International Students: Social Security Number and Driver's License Issues

The Student and Exchange Visitor Program (SEVP) and U.S. Citizenship and Immigration Services’ Systematic Alien Verification for Entitlements (SAVE) Programs are aware of current difficulties that some F and M students have when applying for public benefit such as a Social Security number (SSN) or driver’s licenses.  The programs are working on a solution that will be implemented on September 14, 2012.  Read more at Study in the States and check back on September 14.

1 Comments:

At October 3, 2012 at 3:07:00 AM EDT , Anonymous Anonymous said...

Sir,

International students studying in the United States face a lot of problems at the American Consulates based otside the U.S. The USCIS and SEVIS help if one is within rules and the law but not so, at the American Consulates.

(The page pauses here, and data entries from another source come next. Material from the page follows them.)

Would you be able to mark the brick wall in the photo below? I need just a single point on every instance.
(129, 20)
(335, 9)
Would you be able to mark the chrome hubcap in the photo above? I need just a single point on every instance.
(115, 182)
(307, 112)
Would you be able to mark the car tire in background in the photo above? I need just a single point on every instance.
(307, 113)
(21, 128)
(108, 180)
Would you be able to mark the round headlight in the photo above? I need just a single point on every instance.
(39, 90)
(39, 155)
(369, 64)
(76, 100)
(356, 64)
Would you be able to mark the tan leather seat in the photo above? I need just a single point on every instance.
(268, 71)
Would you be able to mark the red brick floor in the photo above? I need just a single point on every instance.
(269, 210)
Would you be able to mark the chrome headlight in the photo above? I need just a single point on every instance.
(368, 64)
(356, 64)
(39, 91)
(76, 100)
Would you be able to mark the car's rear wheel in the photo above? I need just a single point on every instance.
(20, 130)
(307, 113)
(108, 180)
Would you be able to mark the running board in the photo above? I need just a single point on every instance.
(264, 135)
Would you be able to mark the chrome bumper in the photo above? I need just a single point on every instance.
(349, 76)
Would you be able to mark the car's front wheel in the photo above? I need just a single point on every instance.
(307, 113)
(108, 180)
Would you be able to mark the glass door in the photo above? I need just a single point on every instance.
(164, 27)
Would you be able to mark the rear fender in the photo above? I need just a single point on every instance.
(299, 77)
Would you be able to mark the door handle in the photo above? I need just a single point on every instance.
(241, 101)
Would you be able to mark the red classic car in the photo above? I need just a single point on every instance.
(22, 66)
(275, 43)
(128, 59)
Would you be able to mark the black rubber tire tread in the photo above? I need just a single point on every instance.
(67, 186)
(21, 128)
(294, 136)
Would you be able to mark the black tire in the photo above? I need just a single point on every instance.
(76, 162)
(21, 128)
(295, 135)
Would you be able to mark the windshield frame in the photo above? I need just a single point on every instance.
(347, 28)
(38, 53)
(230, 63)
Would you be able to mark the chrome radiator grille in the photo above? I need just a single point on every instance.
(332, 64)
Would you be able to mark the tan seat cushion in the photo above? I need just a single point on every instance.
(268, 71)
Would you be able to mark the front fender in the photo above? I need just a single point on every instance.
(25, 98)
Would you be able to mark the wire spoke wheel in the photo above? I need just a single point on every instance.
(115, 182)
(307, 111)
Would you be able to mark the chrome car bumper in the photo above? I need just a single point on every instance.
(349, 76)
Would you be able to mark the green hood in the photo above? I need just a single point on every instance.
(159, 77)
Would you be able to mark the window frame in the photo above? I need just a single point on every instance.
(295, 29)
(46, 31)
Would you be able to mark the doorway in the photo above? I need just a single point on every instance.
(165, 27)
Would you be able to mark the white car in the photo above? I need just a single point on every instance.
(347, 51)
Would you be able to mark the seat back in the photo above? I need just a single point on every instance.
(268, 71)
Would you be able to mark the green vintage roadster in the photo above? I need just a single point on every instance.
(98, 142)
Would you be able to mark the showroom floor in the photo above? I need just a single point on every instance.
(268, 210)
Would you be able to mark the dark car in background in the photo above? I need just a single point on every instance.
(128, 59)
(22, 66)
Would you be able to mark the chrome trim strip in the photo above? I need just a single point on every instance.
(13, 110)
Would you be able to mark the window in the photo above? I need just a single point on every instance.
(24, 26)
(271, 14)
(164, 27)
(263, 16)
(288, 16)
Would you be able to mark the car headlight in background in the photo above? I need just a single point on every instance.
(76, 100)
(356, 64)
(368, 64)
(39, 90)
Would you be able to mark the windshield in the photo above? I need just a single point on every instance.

I am sure the Consul General/Associates are not even aware of what's going on there right under their noses.

I had heard from others but now I have actually experienced it. USCIS is a Federal agency reporting to the President of the United States. USCIS allows transfer of status within the U.S. Yet genuine international students and dependent families are rejected visas for re-entry into the U.S. because VSF, an agency appointed by American Consulate refuse to accept and honor documents issued by USCIS.There are private agents offering 10 year B1/B2 visas for huge sums of money. Strange isn't it that people with no qualifications can easily get into the U.S.?

My husband is an adult student currently studying in the U.S. USCIS granted him transfer of status within the U.S. My daughter too is an international student on OPT. My mother was critically ill and her dying wish was to see us. She passed away a week ago. Before leaving the U.S. I had written to SEVIS and they replied that we can get our visas at the American Consulate and my daughter would have to show her employment letter to re-enter the U.S. VSF refused to accept her employment letter and my husband's and my I-94 (I am on dependent F2 status). My daughter had to argue with them to let them know that I-94 is an important document issued by USCIS and has to accompany the I-20. If the VSF agency appointed for this purpose does not even want to forward your relevant papers what should the applicants do? Yet, you find private agents' clerks walking into their office with 15/20 passports and no documents at all. What's really going on? If you argue with these people they mark you at the time of the interview. You cannot meet or contact any employee who is an American citizen who knows the USCIS laws to help you understand your case or see your valid documents. The determining officials are the locals who don't allow you to pass beyond them and are the sole authority. They don't even give their names.

At the VSF office,there was this young mother who has her husband working in the U.S. on H1B. She had come back to her home country for her child's delivery. Her baby is four months old. She needed a visa for her child to re-enter the U.S. VSF were giving her a hard time with her papers. I can give you another example. At my daughter's university, a student from Delhi was rejected a visa to re-enter the U.S. to continue with his next semester. In May I met one Indian couple at a mall in New York and they had paid Rs.700,000 for their 10 year visas to an agent in Mumbai who knew a staff working there. They said they were asked no questions at the interview. All documents were prepared by the agent and even a false booking at an hotel in New York was made to show at the port of entry.

I think someone in the federal government needs to investigate into the working and connections of the VSF working for the American Consulate in India. The American Consultate should find ways to reduce visa fraud and ensure that genuine appliants are not harrassed or rejected re-entry. The DS-160 applications should be assessed by the American citizens within the U.S.and not by the local staff working at the American Consulates. This will enable the Consuls at the interviews to judge the genuineness of the applicants better. Also, it will reduce the rumors that it is the Amerian Consulate making money at the expense of the applicants, which is not true because I have lived with my family in America the last eight years and I have never had to pay any bribes to get any of our work done in the U.S.